Their parents have never enjoyed very good health; nor were the children particularly robust in their infancy, yet by a rational physical education, they have been made such as you see them."

I took much pleasure in wandering through the woods in this region, where the stems of the primeval forest still stand - straight trunks of the beech, the maple, the ash, and the linden, towering to a vast height. The hollows are traversed by clear, rapid brooks. The mowing fields at that time were full of strawberries of large size and admirable flavor, which you could scarce avoid crushing by dozens as you walked. I would gladly have lingered, during a few more of these glorious summer days, in this wild country, but my engagements did not permit it, and here I am, about to take the stage-coach for Worcester and the Western Railroad.

Letter XVIII.

Liverpool. - Manchester.

Manchester, England, _May_ 30, 1845.

I suppose a smoother passage was never made across the Atlantic, than ours in the good ship Liverpool. For two-thirds of the way, we slid along over a placid sea, before the gentlest zephyrs that ever swept the ocean, and when at length the winds became contrary, they only impeded our progress, without making it unpleasant.
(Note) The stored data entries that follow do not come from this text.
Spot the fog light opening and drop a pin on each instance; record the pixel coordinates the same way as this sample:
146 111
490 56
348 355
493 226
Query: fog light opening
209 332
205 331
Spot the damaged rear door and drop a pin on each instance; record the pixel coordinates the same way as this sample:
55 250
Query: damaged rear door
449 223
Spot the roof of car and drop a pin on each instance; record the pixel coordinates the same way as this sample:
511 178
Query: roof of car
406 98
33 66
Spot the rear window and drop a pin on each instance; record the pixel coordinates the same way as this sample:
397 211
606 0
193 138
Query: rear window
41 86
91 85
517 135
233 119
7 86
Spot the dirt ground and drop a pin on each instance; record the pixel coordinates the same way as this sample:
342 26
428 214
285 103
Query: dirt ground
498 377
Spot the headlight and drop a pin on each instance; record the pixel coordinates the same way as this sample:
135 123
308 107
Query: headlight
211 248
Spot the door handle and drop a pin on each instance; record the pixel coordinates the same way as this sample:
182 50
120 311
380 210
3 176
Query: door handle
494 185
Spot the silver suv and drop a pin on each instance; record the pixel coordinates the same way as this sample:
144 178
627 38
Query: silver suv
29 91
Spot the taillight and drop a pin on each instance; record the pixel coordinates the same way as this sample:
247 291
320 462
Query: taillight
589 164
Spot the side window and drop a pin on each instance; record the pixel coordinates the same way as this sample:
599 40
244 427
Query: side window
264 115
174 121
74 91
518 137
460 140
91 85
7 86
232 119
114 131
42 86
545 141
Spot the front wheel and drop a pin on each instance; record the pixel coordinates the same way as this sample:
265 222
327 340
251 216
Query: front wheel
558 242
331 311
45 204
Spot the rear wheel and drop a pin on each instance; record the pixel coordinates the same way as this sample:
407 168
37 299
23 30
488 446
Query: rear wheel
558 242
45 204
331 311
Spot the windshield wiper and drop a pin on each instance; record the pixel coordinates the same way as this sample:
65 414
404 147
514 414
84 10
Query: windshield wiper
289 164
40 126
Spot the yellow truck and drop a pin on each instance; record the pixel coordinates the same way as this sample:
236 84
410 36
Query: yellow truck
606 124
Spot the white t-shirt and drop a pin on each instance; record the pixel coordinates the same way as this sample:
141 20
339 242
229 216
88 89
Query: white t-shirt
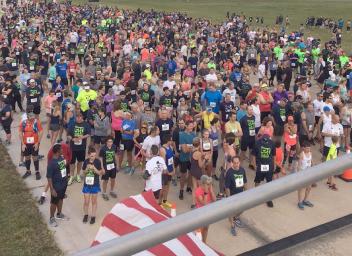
149 142
169 84
155 168
331 128
232 93
317 107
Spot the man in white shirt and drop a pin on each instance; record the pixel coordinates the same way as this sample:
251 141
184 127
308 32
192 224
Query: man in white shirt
331 129
152 139
153 172
169 83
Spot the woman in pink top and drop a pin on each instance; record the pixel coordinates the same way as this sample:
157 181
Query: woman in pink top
267 128
116 123
204 195
48 102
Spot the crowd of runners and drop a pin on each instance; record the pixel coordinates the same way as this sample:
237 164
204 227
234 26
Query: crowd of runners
166 96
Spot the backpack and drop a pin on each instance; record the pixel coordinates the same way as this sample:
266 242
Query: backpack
35 125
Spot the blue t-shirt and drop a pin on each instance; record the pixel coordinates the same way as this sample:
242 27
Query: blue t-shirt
128 125
61 69
186 138
213 99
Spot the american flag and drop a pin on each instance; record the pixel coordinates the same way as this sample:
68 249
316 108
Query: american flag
140 211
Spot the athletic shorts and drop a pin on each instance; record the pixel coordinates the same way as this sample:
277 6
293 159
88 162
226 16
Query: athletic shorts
127 145
36 109
78 156
326 151
248 142
261 176
185 166
30 151
99 139
109 174
165 179
60 196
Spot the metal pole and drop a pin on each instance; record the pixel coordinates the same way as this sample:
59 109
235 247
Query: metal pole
187 222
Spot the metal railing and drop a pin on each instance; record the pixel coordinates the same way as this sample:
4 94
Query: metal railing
164 231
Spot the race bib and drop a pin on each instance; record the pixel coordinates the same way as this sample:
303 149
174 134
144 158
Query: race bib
206 146
90 180
30 140
110 166
264 168
165 127
78 142
63 173
239 182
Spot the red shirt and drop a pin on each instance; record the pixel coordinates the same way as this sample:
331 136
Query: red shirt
66 152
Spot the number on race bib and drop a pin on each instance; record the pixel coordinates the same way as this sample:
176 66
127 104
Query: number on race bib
264 168
110 166
90 180
30 140
239 182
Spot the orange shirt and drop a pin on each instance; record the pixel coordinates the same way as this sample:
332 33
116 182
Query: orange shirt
29 135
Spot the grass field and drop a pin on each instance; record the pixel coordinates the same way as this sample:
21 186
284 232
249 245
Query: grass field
22 230
297 10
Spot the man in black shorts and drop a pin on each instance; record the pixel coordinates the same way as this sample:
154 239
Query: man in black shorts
264 153
57 180
248 139
109 159
78 134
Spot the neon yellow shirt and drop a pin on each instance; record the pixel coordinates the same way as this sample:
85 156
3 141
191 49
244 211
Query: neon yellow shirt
84 97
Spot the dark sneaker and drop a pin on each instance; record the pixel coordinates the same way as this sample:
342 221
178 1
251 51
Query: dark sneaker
233 231
41 200
300 206
270 204
37 176
105 197
113 194
61 216
215 177
307 203
239 223
180 196
26 175
52 222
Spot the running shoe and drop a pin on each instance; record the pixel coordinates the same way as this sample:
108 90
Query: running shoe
52 222
37 176
26 174
113 194
61 216
300 206
307 203
105 196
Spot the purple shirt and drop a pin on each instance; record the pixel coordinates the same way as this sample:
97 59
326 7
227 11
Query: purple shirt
277 96
109 99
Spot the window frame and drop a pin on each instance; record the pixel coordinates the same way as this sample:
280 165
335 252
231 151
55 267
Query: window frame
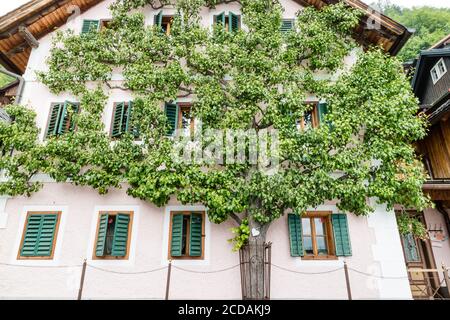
187 256
103 24
55 236
330 241
130 225
127 105
52 105
181 106
169 24
436 73
226 25
315 117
The Liverpool is one of the strongest, safest, and steadiest of the packet-ships; her commander prudent, skillful, always on the watch, and as it almost seemed to me, in every part of the vessel at once; the passengers were good-tempered and quiet, like the sea on which we were sailing; and with all these advantages in our favor, I was not disposed to repine that we were a week longer in crossing the Atlantic, than some vessels which left New York nearly the same time.